How to Improve Your Defenses Against Microsoft 365 Phishing Attacks

Microsoft 365 is such a big target that phishing attacks are likely to continue to increase, especially with the availability of PhaaS platforms and the ability of threat actors to bypass MFA protection. Businesses, therefore, need to ensure their phishing defenses are capable of protecting against attacks.

A spam filter alone is no longer sufficient to protect against Microsoft 365 phishing attacks. What is needed is a defense-in-depth approach to phishing, with multiple solutions used that provide several layers of protection. Should any one element of the defenses fail, others will be in place that can identify and block the threat.

A secure email gateway or advanced spam filter is essential. These solutions scan all inbound (and outbound) emails looking for the signatures of spam and phishing emails. They will block emails from known malicious IP addresses, scan for malware, and analyze message content. Advanced solutions should be used that feature antivirus protection, sandboxing for detecting zero-day malware threats, and machine learning/AI algorithms for predicting new phishing attacks. Advanced malicious URL detection is also recommended, which rewrites URLs in emails and follows all redirects.

A DNS filter should be used for blocking the web-based component of the attack.
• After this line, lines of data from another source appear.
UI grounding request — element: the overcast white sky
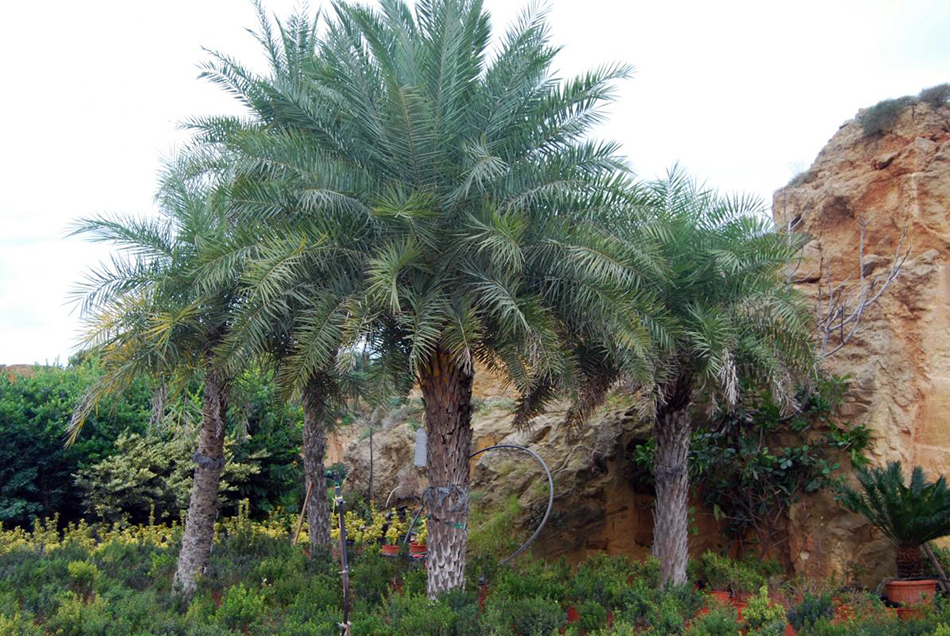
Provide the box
[0,0,950,364]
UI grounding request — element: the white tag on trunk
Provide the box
[412,426,429,468]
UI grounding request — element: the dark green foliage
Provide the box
[840,461,950,547]
[917,84,950,108]
[633,376,871,554]
[861,96,914,137]
[76,431,270,524]
[484,594,567,636]
[0,357,303,527]
[9,519,950,636]
[0,361,151,526]
[788,592,835,630]
[692,552,766,594]
[686,604,739,636]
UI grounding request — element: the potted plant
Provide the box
[409,517,429,555]
[839,461,950,605]
[382,518,402,556]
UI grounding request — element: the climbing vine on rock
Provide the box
[633,376,871,555]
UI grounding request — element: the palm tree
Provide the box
[195,0,662,595]
[70,157,237,594]
[617,171,814,584]
[191,3,365,546]
[840,461,950,579]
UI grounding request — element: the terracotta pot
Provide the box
[732,599,749,623]
[709,590,732,605]
[897,606,924,621]
[887,579,937,607]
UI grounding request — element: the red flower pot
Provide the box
[709,590,732,605]
[567,605,581,623]
[887,579,937,607]
[897,605,924,621]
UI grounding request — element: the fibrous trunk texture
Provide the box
[653,380,690,587]
[419,349,473,598]
[303,378,330,554]
[175,371,228,595]
[897,545,924,579]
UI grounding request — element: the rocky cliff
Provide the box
[331,98,950,587]
[331,371,722,562]
[773,97,950,583]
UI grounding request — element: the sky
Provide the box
[0,0,950,364]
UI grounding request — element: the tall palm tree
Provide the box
[71,157,237,594]
[195,0,662,595]
[191,2,374,546]
[616,171,814,584]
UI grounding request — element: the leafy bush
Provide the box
[0,359,303,527]
[694,552,766,594]
[7,506,950,636]
[484,592,566,636]
[76,433,263,524]
[0,361,151,527]
[633,376,871,556]
[686,605,739,636]
[742,585,785,636]
[788,592,835,630]
[917,84,950,108]
[861,96,914,137]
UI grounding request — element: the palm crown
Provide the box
[628,170,814,407]
[70,161,237,439]
[194,0,656,414]
[841,461,950,548]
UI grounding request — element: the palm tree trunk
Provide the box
[303,378,330,554]
[653,410,689,587]
[419,349,473,598]
[653,378,690,588]
[175,371,228,596]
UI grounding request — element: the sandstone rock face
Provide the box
[329,99,950,588]
[773,104,950,586]
[331,372,722,563]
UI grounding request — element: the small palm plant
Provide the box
[840,461,950,579]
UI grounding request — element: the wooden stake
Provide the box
[291,481,313,545]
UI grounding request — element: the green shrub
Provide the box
[788,592,835,630]
[66,561,102,596]
[0,361,151,527]
[575,601,607,632]
[492,559,571,603]
[693,552,766,594]
[384,596,457,636]
[686,605,739,636]
[483,594,566,636]
[215,583,267,629]
[917,84,950,108]
[46,592,112,636]
[742,585,785,636]
[0,612,43,636]
[861,97,914,137]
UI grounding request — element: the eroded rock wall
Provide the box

When an attempt is made to visit a phishing website, the DNS filter will provide time-of-click protection and will assess the content of the destination URL. A connection to the site will not be made of the website is malicious. DNS filters can also block downloads of malware from the Internet.

Multifactor authentication is vital for account protection. Any form of MFA is better than nothing, but organizations should implement phishing-resistant MFA, such as FIDO/ WebAuthn authentication or Public key infrastructure (PKI)-based MFA, or at least use number matching in MFA applications.

Phishing is successful as it exploits human weaknesses. Do not neglect the human element. You should provide your workforce with regular security awareness training to make employees aware of the threat and teach them how they can identify phishing attempts. Phishing simulations should also be conducted to reinforce training and identify weak links.